Collin cleared his throat. “I’ll find out a way to make it work. I can’t just sell off my family’s legacy because I’m too busy for it.”
But if you don’t have the time for it, then it’s nothing but an expensive hobby. All I’m saying is that it’s going to be more work than you think,” Aunt Lilly cautioned.
Collin shot her a lopsided grin as he took her hand and gave it a gentle squeeze.
“And I thank you for your concern, but I know I can handle it.”
Aunt Lilly chuckled. She then looked at him and shook her head.
“You are just as stubborn as your mother,” Aunt Lilly smirked.
“I’m going to take that as a compliment. In the meantime, what can I do aside from call into work ever couple of hours to make sure my associates haven’t driven away my clients?”
“Well, someone needs to go through your mother’s things. I’m sure there are many things that can be donated to folks who can use them, but I’m also sure there are many things there you’d like to hold onto too.”
If Collin was going to renovate the house, then he was going to need to go through the house and his mom’s belongings. He wasn’t sure if he was ready for that, but it was something that needed doing.
“I can do that this weekend, and over the course of next week. I’m sure it’ll only take a few days at most.”
The cuckoo clock on the wall tolled the time. Collin looked down at his watch to double check the time.
“Willie reached out to a contractor regarding the roofs, and we’re supposed to meet up shortly,” Collin explained.
“Well, don’t let me keep you,” Aunt Lilly said.
“I’m hoping to find out how much the repairs are going to be, as well as when everything can be started and completed.”
Collin stood up and his Aunt Lilly reached out to give him another one of her fierce hugs. He carefully squeezed her back.
“Let me pack up these leftovers for you to take with you. You both could be out there a while and I’m sure having some snacks on hand will be nice.”
Aunt Lilly quickly grabbed the tiered platter and shot off down the hall into the kitchen. After a few minutes, she came back with all of the leftovers neatly placed in a plastic container.

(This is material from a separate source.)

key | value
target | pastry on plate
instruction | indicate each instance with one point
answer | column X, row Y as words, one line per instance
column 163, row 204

Collin took the container and then leaned down to give his aunt a kiss on the cheek.
“Thanks, Aunt Lilly.”
“You take care, my boy. If you need anything or have questions, stop by or give me a ring. I’m pretty easy to track down.”
“I will. I promise to visit a ton while I’m in town,” Collin told her.
“I’m going to hold you to that.”
Aunt Lilly walked him to the door and then waved him off, like his mother used to do when he was a boy taking the bus to school.
Collin closed his eyes briefly as he let the warmth of the memories wash over him. What he wouldn’t give to have his mother wave him off just one more time.